Monthly Archives: August 2013

The Land of Strange

On the Boardwalk.

All snapped in a two hundred yard stretch of the Santa Cruz boardwalk.

The speed and stealth of the small Panasonic G3 are ideal for this sort of thing where people are the subject. All except the one from last (14-45mm kit lens) taken using the Olympus MFT 9-18mm lens, a real crackerjack of an optic, and small to boot.

Machismo

The 275GTB.

If you are into classic cars, the next smartest thing to attending the practice weekend at Laguna Seca one week before the official zooed event is to find yourself mooching around the streets of Carmel, CA early on the Tuesday morning before the big weekend, when Ocean Avenue and the adjacent side streets are closed to traffic and the Ferraris and other lesser marques line up on show, garage queens all in a row. Sadly, most of these machines never drive further than to and from the transporter, but the eye candy on display is undeniable and, if you rise early, there are no crowds to interfere with viewing or snapping.

There were several of Sergio Pininfarina‘s timeless designs to be seen, not least a brace of what has to be the most purely masculine body he ever penned, the 275GTB.


The 275GTB – machismo art.

My son, a man of fine taste, opted for Pininfarina’s later 365, much to Bert the Border Terrier’s dismay:


Pininfarina 365 body.

At least Winston had the good sense not to go for the Yecch, the latest model solidly aimed at New Money and appropriately registered:


2013 Italia 458 Spider.

These things are beginning to look like that most tasteless of vehicles, the Lamborghini, Rolex, gold chains and all.

Finding Yourself

Yeah! right.

A linguist was explaining how double negatives in various languages mean different things. In English, a double negative is a positive – a construct beloved of lawyers who always seek to obfuscate clarity in the interest of charging higher fees. Can you say “not dispositive”? In Russia, on the other hand, double negatives act to reinforce the negative. If a single negative is bad, a double negative is doubly so. Doubtless a linguistic rule which is especially useful in describing any of their leaders of the past ten centuries or so.

That same linguist then went on to explain, however, that there is no language on earth where a double positive connotes anything other than affirmation.

Then a voice from the back of the hall was heard to say: “Yeah! right.”

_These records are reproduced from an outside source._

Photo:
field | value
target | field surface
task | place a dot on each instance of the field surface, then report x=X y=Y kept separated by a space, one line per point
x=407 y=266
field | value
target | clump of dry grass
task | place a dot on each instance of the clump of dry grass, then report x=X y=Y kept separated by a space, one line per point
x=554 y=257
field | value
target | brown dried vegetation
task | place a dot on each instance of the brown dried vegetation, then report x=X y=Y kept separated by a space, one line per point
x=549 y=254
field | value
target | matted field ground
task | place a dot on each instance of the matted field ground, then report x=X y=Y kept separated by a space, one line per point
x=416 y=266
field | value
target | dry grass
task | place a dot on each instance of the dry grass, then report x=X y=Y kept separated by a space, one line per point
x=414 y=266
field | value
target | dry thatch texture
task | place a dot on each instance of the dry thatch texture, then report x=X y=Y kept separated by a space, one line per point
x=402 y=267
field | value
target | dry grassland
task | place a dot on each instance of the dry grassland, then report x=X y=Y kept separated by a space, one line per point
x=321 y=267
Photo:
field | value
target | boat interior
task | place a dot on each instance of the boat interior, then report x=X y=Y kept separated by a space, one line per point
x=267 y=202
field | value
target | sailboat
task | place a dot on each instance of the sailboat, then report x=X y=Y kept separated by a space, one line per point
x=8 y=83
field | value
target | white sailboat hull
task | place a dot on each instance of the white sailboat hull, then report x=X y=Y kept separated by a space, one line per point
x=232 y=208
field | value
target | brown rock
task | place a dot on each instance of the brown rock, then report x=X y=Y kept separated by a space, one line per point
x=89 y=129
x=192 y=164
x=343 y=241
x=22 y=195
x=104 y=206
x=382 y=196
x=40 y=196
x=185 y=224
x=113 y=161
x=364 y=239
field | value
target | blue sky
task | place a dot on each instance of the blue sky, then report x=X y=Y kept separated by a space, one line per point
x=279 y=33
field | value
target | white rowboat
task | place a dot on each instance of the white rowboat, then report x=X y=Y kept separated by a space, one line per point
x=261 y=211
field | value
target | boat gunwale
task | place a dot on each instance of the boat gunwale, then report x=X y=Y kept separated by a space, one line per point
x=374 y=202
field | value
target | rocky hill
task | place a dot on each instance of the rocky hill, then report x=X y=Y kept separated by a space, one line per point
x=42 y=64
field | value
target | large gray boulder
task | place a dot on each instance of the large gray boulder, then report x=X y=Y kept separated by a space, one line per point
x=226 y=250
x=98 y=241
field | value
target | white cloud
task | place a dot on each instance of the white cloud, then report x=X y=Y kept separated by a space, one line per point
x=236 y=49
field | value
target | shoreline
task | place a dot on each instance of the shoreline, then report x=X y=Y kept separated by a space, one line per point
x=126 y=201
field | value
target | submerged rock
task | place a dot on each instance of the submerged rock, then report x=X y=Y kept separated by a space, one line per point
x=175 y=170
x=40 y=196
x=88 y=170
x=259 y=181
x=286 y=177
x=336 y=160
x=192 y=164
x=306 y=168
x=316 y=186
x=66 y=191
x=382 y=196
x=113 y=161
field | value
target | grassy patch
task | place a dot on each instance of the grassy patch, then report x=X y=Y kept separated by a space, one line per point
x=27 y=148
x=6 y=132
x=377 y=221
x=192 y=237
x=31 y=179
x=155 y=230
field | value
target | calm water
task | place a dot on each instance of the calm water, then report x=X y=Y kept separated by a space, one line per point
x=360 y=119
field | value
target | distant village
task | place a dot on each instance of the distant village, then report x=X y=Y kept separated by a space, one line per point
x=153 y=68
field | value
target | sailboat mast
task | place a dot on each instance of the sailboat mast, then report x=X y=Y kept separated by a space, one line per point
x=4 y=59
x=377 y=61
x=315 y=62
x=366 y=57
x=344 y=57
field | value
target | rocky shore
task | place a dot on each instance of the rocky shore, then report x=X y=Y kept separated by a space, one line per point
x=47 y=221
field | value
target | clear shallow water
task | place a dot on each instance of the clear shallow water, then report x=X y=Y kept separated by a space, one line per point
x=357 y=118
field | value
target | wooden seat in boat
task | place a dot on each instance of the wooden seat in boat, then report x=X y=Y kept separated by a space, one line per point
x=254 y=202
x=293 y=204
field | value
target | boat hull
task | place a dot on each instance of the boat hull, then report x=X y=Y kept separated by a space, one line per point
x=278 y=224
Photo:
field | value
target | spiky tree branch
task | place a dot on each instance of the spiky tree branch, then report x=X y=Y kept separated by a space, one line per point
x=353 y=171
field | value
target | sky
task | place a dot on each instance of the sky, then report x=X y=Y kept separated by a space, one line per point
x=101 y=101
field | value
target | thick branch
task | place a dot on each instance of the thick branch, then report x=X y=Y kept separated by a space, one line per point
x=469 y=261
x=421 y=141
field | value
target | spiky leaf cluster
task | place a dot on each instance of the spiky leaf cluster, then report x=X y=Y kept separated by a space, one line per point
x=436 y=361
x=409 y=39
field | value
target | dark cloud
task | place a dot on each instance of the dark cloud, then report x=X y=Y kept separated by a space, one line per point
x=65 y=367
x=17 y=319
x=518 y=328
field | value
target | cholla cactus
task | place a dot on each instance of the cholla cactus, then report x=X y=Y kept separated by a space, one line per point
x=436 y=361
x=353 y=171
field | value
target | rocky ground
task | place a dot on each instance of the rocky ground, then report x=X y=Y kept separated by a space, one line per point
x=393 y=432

And “Yeah! right.” was very much my reaction on reading this sign in Balmy Alley in San Francisco’s Mission District:


“See yourself seeing yourself”

Usual ’60s claptrap designed to part the naïve from their cash, was my reaction. Then I checked out the web site of this business and it actually proves to be anything but pseudo-psychological bull.

Here’s a snippet:


From Outerbody.org.

Given that a knowledge of how others see us is worth a whole lot more than any amount of education, this seems like a pretty clever idea.

Speaking of linguistics, when I was an English schoolboy one of the more charming expressions of enthusiasm, cloaked as it is in the English love of understatement, was “That’s not half bad”. Meaning it’s really awfully good. Outerbody.org’s idea is really not half bad at all.